MATERIALS AND METHODS

Cloning and Expression Constructs

The gene encoding LovK (CC_0285) was PCR-amplified from C. crescentus genomic DNA and cloned into the overexpression vector pET28a (Novagen, Madison, WI) to produce pET28a-LovK (25). The C70A LovK mutant was generated using PCR-based site-directed mutagenesis as previously described (25). Truncated versions of the LovK LOV domains were PCR-amplified from pET28a-LovK and digested with NdeI and XhoI (NEB, Ipswich, MA). The LovK (1–138) construct was ligated into pET28a, while all other constructs were ligated into a pET28 variant in which the N-terminal His6 tag is followed by a TEV cleavage site (gift of R. Keenan) (see Table 1 for construct boundaries).

Table 1.

Primers used to construct the LovK truncation series, strain numbers of expression cell lines, and IPTG concentrations used to express proteins for purification.

Construct	5’ boundary	3’ boundary	Strain	[IPTG]
LovK (1–368)	GAATTCGATGGAAGACTATTCG GAATCGC	AAGCTTTCAAAAGCGTCCTTGGC TAT	FC410	1 mM
C70A LovK	TGATCGGCCGCAATGCCCGGTT CCTG	CAGGAACCGGGCATTGCGGCCG ATCA	FC543	1 mM
LovK (1–163)	CCCATATGTTGGAAGACTATTC G	CTCGAGCTACTCCCTTGTCCGCT C	FC722	1 mM
LovK (1–138)	CCCATATGTTGGAAGACTATTC G	CTCGAGCTAGTCGGTCACGTCC AC	FC931	2 mM
LovK (25- 163)	CATATGGCCGCAGCGATCAGC GCC	CTCGAGCTACTCCCTTGTCCGCT C	FC598	1 mM
LovK (25- 138)	CATATGGCCGCAGCGATCAGC GCC	CTCGAGCTAGTCGGTCACGTCC AC	FC596	1 mM

Protein Expression and Purification

The pET28 expression vectors were transformed into Rosetta(DE3)pLysS cells to create overexpression strains.

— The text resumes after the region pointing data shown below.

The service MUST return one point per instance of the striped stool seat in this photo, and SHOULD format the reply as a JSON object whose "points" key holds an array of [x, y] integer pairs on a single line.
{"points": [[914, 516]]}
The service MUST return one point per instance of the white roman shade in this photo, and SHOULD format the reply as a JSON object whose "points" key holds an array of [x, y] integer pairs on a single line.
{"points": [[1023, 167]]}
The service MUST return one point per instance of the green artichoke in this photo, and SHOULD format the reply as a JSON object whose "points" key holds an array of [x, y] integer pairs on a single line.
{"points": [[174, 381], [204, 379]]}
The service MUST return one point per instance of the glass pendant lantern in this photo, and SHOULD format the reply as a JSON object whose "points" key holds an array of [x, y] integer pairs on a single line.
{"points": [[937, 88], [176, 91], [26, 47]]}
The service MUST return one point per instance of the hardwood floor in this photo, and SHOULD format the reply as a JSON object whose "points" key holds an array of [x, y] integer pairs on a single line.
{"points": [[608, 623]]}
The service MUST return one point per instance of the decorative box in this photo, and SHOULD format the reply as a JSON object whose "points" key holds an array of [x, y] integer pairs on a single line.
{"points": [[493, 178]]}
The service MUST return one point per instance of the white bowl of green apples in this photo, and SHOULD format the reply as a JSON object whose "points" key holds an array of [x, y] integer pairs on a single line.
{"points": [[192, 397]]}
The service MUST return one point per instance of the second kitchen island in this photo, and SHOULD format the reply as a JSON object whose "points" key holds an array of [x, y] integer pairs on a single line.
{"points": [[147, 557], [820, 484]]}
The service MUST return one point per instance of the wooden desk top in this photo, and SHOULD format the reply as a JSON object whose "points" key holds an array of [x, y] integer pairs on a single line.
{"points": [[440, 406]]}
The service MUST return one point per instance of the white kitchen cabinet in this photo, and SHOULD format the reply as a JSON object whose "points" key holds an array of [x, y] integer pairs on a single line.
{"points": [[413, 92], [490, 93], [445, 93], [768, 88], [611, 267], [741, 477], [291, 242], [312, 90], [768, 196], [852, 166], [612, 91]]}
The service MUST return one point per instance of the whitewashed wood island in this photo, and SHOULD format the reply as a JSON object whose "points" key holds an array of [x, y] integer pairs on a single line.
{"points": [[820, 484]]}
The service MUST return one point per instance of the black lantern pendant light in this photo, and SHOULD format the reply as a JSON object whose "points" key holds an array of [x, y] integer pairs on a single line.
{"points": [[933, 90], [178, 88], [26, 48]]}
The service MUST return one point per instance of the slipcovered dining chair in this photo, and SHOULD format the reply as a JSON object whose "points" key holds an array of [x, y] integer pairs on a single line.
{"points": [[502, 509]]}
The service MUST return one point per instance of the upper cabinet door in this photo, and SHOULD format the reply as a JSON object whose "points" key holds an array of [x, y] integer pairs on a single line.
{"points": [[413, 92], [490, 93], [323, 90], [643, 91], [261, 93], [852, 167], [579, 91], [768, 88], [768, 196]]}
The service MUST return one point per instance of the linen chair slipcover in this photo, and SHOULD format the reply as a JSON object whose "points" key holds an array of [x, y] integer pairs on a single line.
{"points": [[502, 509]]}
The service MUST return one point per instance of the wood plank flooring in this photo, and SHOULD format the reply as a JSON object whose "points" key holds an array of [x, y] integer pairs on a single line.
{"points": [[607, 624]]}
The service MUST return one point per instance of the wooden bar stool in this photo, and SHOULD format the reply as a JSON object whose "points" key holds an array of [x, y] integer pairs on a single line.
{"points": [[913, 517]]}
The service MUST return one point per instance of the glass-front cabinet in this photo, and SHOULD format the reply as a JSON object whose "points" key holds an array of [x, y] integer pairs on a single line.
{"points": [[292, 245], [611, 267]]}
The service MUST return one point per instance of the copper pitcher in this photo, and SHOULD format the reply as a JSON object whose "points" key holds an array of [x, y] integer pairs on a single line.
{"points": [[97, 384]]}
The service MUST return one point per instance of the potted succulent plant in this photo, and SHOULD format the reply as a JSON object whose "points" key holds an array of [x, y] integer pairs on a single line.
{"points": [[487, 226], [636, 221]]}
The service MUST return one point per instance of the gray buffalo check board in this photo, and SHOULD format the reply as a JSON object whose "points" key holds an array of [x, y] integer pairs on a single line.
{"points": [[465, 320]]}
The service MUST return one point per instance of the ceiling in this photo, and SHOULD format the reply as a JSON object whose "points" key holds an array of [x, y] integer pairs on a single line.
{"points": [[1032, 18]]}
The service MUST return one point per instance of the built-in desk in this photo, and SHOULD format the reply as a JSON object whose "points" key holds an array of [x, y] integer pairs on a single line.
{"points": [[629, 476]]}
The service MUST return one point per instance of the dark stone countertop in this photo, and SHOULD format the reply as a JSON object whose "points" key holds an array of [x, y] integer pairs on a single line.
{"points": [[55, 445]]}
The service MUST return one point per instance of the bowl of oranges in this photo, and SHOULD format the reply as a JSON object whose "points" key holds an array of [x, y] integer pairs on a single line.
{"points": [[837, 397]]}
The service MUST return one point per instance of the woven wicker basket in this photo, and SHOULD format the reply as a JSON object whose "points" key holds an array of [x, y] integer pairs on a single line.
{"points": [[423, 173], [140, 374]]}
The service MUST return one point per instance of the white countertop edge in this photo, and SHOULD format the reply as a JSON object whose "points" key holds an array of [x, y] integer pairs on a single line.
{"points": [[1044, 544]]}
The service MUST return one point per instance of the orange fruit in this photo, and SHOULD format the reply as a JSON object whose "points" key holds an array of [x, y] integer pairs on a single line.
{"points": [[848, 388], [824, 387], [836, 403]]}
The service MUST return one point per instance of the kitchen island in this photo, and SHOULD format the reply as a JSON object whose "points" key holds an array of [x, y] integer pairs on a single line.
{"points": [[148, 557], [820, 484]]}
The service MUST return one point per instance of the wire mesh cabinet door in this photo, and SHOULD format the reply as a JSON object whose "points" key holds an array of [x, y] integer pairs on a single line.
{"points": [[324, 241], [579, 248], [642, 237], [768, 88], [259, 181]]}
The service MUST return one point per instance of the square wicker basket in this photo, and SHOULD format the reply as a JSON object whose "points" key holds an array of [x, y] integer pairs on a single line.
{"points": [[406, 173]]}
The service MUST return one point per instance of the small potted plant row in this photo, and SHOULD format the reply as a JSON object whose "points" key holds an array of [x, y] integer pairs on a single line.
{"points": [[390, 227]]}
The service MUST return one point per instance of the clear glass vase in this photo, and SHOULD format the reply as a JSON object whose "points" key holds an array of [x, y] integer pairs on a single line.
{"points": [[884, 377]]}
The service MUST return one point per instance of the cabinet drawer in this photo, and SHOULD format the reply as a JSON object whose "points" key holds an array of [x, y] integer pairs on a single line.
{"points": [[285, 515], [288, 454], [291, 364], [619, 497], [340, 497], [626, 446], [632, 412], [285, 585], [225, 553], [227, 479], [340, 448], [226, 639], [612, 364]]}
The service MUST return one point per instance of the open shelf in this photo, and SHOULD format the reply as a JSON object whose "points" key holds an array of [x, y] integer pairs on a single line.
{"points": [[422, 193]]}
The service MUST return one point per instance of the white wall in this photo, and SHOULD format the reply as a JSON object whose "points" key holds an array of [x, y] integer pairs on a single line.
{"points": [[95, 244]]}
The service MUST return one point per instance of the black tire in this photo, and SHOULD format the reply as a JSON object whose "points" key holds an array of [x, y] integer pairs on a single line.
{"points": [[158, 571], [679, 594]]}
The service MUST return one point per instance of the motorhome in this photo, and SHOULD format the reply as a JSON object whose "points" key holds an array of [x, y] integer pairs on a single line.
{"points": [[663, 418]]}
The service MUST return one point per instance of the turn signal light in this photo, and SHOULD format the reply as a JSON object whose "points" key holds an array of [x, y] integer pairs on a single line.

Expression strains were grown at 37°C to an OD₆₀₀ of 0.1 (1 cm path length), at which point the temperature was lowered to 16°C and expression was induced with 1 mM isopropyl-β-D-thiogalactopyranoside (IPTG) for 16 hours. Cells were lysed by sonication in 20 mM Tris-HCl (pH 7.6), 500 mM NaCl, 20 mM imidazole, 1 mM β-mercaptoethanol, 5% glycerol. The recombinant protein was purified on Ni²⁺ Chelating Resin (GE Amersham Pharmacia, Piscataway, NJ) using a 20–500 mM imidazole gradient. Exposure to light during the purification led to loss of the flavin cofactor, so to avoid sample contamination with apo-LOV protein, affinity-purified sample was concentrated to 5 mL in the presence of excess FMN (Sigma-Aldrich, St. Louis, MO). Excess FMN and apo-LOV protein were removed via gel filtration chromatography; intact LovK was purified on a Hi Prep 26/60 Sephacryl S-200 column (GE Amersham Pharmacia) and the LOV domain truncations were purified on a 10/300 Superdex-75 column (GE Amersham Pharmacia). Gel filtration was performed in 20 mM Tris-HCl (7.6), 100 mM NaCl, 20 mM imidazole, 0.1 mM MgCl₂. All further experiments were performed in this buffer unless otherwise specified. Thin-layer chromatography to identify LovK cofactor was performed as previously described (2).

UV/VIS Absorption Spectroscopy

Absorption spectroscopy was performed on a Shimadzu UV-1650 (Shimadzu Scientific Instruments, Columbia, MD) spectrophotometer using a 1 cm quartz cuvette. Purified LOV-proteins were kept in the dark for 24 hours prior to data collection, and photoexcited for 5 minutes with white light (1.1 mW/cm²). Spectra were collected at 120 second intervals to monitor the kinetics of thermal recovery. Recovery traces are the average of three independently-purified preparations of protein with error bars representing standard deviation. Recovery half-lives were calculated by fitting the kinetic absorption data in Prism (GraphPad Software, San Diego, CA) to the exponential function

$$A(t)=A_o+{(A_F-A_o)}^{*}(1-e^{(-kt)})$$ (1)

where A_o is the initial absorbance at 446 nm, A_F is the final absorbance at 446 nm (after complete recovery), k is the decay constant, and t is time.

Gel Filtration Chromatography

All LovK gel filtration was performed on a Hi Prep 26/60 Sephacryl S-200 column. All LOV domain gel filtration was performed on a 10/300 Superdex-75 column. Columns were calibrated with proteins from a Low Molecular Weight Gel Filtration Calibration kit (GE Life Sciences, Piscataway, NJ). For dark-state experiments, protein was loaded into an aluminum foil-covered sample injection loop under dim red light (1.7 µW/cm²), and automatically injected onto the column. The column was kept in the dark for the duration of the experiment. For lit-state experiments, protein was photoexcited with white light (1.1 mW/cm²) for 5 minutes prior to loading into the sample injection loop, and the column was illuminated by (11.9 µW/cm²) white light during the experiment. Dual-wavelength monitoring of the column elutant at 280 and 447 nm confirmed that the FMN cofactor in the lit-state proteins was still photobleached when the protein eluted from the column.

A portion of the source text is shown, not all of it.